El trazado alternativo del trasvase Júcar-Vinalopó con la toma de agua en la desembocadura, en el Azud de la Marquesa, aportaría "más agua y todos los años". El director general del Agua del Ministerio de Medio Ambiente, Jaime Palop, subrayó ayer de nuevo las ventajas de cambiar la toma de agua del trasvase y el rechazo de los regantes del Júcar a la obra actual, que arranca en Cortes de Pallás. Palop abogó por un "pacto del agua" para dar una salida consensuada al trasvase y evitar "la fractura entre valencianos".

En un receso de la reunión de la comisión técnica del trasvase en Valencia, que analizó los informes en torno a la alternativa, Palop afirmó que "es una realidad" que la toma actual en Cortes "no tiene consenso" y que el río Júcar "no tiene resueltas sus necesidades". Desde la condición de que se respeten los derechos de los usuarios del Júcar -incluida Valencia, "que no tiene garantizado al 100% su abastecimiento" si se produce una prolongada sequía- y las condiciones medioambientales del río y L'Albufera, la disponibilidad de recursos y la garantía de que sean anuales es mayor en el Azud de la Marquesa, según defendió Palop. El trasvase se situaría en unos 70 hectómetros cúbicos anuales, una cifra muy superior a la de Cortes.
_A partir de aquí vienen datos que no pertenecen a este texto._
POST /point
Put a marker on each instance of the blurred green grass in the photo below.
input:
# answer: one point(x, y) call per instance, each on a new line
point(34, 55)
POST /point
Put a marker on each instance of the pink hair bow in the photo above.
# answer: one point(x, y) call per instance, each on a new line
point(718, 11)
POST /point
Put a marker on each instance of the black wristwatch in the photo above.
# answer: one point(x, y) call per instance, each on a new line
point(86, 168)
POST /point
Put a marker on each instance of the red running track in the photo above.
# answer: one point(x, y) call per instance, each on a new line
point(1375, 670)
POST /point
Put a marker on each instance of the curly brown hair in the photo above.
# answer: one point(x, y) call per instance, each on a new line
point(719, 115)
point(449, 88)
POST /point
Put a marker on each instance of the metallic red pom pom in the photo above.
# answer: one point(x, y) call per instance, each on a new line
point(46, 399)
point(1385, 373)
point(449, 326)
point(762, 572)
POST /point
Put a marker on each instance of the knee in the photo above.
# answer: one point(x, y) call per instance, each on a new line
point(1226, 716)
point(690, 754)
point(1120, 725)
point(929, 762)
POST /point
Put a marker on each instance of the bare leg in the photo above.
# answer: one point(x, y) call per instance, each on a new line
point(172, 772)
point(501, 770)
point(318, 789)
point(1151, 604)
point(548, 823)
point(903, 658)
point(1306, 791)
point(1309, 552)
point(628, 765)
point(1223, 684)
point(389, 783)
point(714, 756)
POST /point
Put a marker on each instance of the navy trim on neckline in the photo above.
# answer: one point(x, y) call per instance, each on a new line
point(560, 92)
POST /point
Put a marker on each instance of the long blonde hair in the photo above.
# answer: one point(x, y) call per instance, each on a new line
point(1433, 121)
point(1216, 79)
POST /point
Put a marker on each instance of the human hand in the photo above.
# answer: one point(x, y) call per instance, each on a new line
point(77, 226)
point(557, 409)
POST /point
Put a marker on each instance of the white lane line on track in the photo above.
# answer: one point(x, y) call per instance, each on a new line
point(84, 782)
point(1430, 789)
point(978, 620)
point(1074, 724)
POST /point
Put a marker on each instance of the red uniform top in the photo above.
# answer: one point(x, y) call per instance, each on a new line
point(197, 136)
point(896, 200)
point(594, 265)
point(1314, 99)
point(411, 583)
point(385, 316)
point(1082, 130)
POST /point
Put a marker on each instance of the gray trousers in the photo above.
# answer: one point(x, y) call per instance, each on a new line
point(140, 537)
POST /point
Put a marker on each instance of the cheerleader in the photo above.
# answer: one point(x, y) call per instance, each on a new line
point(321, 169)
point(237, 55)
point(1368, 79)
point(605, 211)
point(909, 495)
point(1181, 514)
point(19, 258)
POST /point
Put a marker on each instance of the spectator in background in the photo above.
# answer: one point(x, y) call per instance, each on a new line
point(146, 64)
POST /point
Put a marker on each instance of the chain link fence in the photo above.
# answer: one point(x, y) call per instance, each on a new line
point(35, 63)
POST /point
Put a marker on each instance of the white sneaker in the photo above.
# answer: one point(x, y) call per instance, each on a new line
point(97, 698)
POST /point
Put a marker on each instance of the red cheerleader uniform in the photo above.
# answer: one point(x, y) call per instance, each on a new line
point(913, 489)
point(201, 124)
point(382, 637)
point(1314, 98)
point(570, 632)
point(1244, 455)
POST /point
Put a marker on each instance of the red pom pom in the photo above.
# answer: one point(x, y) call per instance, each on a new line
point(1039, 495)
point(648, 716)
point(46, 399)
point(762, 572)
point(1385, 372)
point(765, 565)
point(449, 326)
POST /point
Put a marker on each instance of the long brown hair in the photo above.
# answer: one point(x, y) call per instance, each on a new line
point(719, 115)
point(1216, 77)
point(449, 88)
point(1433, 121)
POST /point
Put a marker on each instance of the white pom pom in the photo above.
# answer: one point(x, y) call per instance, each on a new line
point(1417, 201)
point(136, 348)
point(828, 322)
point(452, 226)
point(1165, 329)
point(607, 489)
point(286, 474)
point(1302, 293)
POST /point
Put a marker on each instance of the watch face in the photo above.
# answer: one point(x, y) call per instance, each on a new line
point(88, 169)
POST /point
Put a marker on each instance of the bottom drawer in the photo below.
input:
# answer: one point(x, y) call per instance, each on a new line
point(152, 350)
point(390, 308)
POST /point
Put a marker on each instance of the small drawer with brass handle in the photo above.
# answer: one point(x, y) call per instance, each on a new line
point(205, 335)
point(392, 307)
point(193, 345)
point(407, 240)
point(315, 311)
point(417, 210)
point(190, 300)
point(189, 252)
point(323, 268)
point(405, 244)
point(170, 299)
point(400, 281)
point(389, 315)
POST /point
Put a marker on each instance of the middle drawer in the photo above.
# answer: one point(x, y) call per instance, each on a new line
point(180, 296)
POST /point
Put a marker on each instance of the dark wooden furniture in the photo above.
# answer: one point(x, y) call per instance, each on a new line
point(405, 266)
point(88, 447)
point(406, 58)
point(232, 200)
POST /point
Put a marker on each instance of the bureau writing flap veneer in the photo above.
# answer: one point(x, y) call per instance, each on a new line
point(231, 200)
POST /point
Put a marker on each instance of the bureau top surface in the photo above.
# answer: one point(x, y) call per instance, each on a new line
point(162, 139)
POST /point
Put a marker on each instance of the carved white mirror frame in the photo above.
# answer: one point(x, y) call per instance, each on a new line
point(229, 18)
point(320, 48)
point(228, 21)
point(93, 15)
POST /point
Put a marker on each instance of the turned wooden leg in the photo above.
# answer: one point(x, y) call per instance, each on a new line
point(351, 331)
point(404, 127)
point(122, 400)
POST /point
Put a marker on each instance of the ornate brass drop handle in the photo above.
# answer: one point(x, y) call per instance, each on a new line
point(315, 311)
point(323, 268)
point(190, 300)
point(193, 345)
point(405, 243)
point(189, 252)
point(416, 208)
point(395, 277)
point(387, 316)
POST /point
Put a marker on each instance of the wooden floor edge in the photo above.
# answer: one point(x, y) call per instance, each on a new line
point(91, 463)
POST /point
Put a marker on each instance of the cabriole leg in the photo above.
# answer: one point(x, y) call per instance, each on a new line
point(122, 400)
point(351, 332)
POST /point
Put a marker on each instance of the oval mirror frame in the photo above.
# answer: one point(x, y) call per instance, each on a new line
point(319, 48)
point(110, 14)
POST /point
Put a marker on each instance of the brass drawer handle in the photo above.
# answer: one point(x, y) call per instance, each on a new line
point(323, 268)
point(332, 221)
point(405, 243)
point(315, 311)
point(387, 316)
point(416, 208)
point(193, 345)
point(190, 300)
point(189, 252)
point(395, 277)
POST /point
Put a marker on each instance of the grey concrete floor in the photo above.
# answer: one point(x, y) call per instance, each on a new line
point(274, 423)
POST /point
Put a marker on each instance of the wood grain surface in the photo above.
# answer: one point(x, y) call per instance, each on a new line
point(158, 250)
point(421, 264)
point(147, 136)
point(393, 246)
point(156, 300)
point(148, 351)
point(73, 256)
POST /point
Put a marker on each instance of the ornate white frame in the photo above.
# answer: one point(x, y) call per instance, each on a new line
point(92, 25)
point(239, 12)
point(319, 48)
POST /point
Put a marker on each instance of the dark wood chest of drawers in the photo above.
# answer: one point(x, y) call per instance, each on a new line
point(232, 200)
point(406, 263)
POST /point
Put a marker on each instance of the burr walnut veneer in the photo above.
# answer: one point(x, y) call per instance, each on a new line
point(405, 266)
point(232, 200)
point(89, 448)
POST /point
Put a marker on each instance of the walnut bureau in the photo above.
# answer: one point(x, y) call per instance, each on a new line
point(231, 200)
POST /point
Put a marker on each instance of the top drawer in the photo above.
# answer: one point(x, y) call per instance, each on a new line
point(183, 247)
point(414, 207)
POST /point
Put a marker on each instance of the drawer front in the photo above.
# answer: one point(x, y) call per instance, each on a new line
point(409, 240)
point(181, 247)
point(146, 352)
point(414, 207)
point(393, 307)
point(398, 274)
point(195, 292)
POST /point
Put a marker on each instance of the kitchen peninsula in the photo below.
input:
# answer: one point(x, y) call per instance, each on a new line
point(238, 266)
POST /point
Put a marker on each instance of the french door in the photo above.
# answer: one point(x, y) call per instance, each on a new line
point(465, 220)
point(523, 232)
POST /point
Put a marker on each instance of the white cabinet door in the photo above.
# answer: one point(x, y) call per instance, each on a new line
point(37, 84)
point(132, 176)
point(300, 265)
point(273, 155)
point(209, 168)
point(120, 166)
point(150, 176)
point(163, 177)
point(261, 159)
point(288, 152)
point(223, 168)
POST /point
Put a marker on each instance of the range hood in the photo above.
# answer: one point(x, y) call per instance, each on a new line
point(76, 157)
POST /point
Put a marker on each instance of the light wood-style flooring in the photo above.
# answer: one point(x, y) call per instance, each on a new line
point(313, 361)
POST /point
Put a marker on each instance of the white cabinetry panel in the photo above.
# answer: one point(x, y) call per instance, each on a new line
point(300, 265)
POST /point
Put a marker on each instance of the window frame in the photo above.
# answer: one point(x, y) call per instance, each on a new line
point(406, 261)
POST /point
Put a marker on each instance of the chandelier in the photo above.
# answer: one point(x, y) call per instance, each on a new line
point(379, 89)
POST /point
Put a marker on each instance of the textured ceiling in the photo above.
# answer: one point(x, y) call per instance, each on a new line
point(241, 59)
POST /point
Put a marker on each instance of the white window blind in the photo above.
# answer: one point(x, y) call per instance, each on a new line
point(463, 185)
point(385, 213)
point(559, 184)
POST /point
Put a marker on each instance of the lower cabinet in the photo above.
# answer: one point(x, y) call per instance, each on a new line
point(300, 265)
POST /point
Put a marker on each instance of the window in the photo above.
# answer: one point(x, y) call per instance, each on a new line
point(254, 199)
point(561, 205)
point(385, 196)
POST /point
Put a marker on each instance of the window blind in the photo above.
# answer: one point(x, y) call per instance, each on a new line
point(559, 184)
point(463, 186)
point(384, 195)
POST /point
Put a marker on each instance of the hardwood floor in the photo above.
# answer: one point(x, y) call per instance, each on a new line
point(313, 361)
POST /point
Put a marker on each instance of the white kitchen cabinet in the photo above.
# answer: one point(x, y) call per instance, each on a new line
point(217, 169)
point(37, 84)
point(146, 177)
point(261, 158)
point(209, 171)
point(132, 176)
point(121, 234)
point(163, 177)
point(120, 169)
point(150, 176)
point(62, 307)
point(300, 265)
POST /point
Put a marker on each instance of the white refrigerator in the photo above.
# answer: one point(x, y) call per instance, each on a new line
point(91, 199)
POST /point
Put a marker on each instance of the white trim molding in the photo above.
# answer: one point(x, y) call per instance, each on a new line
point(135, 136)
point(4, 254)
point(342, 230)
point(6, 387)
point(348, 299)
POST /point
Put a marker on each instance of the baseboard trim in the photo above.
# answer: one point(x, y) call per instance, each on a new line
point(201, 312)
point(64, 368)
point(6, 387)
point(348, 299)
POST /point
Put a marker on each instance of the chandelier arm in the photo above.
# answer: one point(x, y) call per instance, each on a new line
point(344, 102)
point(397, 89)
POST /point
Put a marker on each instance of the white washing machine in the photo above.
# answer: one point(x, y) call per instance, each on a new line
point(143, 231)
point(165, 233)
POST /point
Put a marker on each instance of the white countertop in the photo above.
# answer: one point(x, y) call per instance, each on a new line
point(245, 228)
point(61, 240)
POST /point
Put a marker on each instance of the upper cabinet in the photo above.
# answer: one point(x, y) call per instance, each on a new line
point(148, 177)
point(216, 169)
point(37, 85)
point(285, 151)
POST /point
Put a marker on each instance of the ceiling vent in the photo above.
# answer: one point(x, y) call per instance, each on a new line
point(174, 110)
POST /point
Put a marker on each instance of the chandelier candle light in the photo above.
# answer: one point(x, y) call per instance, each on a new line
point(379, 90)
El director general afirmó que en los últimos tres años la conducción aún vigente no podría haber aportado agua por la falta de sobrantes.

La toma actual de la transferencia en Cortes de Pallás "no tiene consenso"

Palop reconoció que la propuesta alternativa tiene también "inconvenientes", entre los que destacó el "recelo" de los usuarios del Vinalopó, que creen que "es una maniobra para no hacer del trasvase", lo que niega el ministerio. Además, el nuevo trazado tiene un sobrecoste y posiblemente se pierda parte de los fondos europeos asignados a la obra. "El ministerio intenta buscar un acuerdo", insistió el director general, quien criticó al Consell de Francisco Camps por encabezar la manifestación en contra del proyecto "cuando se busca el consenso". Palop se declaró "perplejo" ante advertencias desde el Vinalopó de que renunciarán al agua si no llega desde Cortes y aseguró que los usuarios no se han expresado en ese sentido en la comisión. Sobre la propuesta de los empresarios de realizar las dos tomas, Palop dejó claro que no ve ninguna ventaja al "doble gasto". El ministerio, según destacó el presidente de la Confederación Hidrográfica del Júcar, Juan José Moragues, apuesta por una "solución integral" que dé agua a Alicante a través de la desalación en la costa, la reutilización de agua depurada y el trasvase. La modernización de regadíos es otra condición imprescindible para sustentar el trasvase, indicó.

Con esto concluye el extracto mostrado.